Directed by: Alice Lowe

I’m always down for new variations on the killer kid horror movie, but something about Prevenge – even without really knowing what it was about before viewing it – made me suspect I wouldn’t enjoy it too much.  I was a big fan of Sightseers, both Prevenge’s Alice Lowe’s on-screen role and its script, which she co-wrote, so some of the dry- or darkly-humored antics and dialogue in Prevenge – similarly toned – certainly had me chuckling, but that film’s bleary exploration of romance blossomed into something much more shallow, both topically and in terms of presentation.

The promotional image for Prevenge is that of a calmly poised pregnant woman – our lead, Ruth (Lowe) – touching her stomach with one hand while, behind her back, the other grips a knife.  So not a killer kid movie, perhaps, but a killer pregnant lady movie; still, it potentially fits that weird bill of slashers that may make you question your predisposition on some key things – family, kids, gender, etc. – and would thus still be up my alley of interests.  That title, though, felt a bit too on the nose.  Yes, it’s fun to go for puns, but it also seemed to just sort of set things up without needing to watch the movie: a pregnant lady killer with a vengeance agenda.  And while the cutesy text styling thankfully suggested this wouldn’t be a trashy rape revenge thing, alongside the title, it suggested comedy, which suggested… easy targets.

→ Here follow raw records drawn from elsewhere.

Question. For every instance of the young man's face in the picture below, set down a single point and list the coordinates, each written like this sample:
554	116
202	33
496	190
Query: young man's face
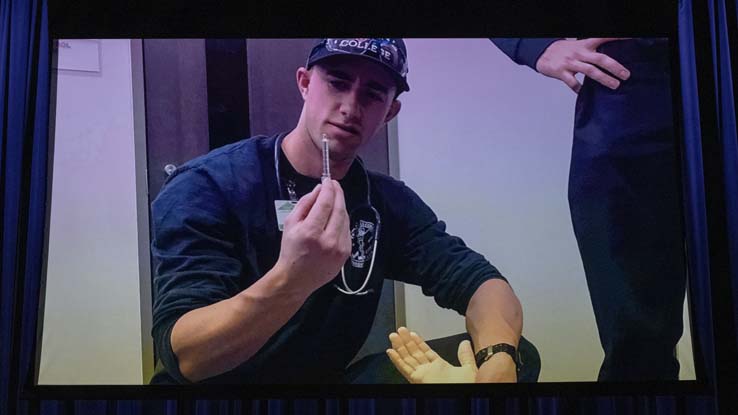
347	98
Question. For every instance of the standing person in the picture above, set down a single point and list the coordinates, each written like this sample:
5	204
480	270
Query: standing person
624	194
247	292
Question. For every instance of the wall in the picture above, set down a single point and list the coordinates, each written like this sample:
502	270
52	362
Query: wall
92	321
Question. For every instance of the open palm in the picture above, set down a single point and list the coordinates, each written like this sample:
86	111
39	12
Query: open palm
418	363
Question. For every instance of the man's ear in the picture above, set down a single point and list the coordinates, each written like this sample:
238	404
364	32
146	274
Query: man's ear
303	81
394	109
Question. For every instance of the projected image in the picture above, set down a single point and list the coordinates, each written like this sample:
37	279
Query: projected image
364	211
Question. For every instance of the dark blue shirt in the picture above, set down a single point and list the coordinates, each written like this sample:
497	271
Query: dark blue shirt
215	233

While the high level concept of preggo vengeance wasn’t off, we also get a killer kid angle, as Ruth is apparently being urged to kill by the voice of her unborn daughter.  Which is also fine.  Lowe lays on the ‘scummy male’ thing heavily with Ruth’s first two victims – that would be the easy targets – but it’s too charicatured to really cheer or laugh at their demise, and too low budget for any impressive gore, and Ruth’s / her daughter’s internal voice, in wanting to keep later plot developments hidden, is too vague in its motivations to be intrigued as to what’s going on – if Ruth is really being ‘controlled,’ or is unhinged herself, etc.  And there’s no development to this until we get the snippets of backstory we need for context, which doesn’t come until way late in the movie.  So we’re just watching an empty character boringly off stereotypes.

Some shading as to what Lowe may have been wanting to explore happens when Ruth’s targets expand to a couple of women.  The urging voice starts talking up selfishness, and how everyone is equally disgusting; some of her victims have varying takes on kids and being pregnant.  Lowe – pregnant herself, at the time – shows us the possibilities of Prevenge exploring perceptions and assumptions: why we have children; what being a mother means; how you’re “different” as soon as you’re pregnant; what the point is.  It’s heady stuff, and, unfortunately, quite beyond Prevenge’s m.o. beyond a couple of throwaway lines related to it.

The film has a nice, intimate look to it, and when Toydrum’s soundtrack isn’t leaning too much intro retro versions of  its synths sounds, the score has a dreamy off-kilterness to it that would’ve especially worked well with a tighter script.  Which I do think existed somewhere between the lines of Prevenge, perhaps without relying on withheld reasons for motivations and maybe even discarding the more overt humor.  I don’t know.  But movie, unfortunately, ended up being mostly exactly what I was expecting, and I wasn’t expecting very much.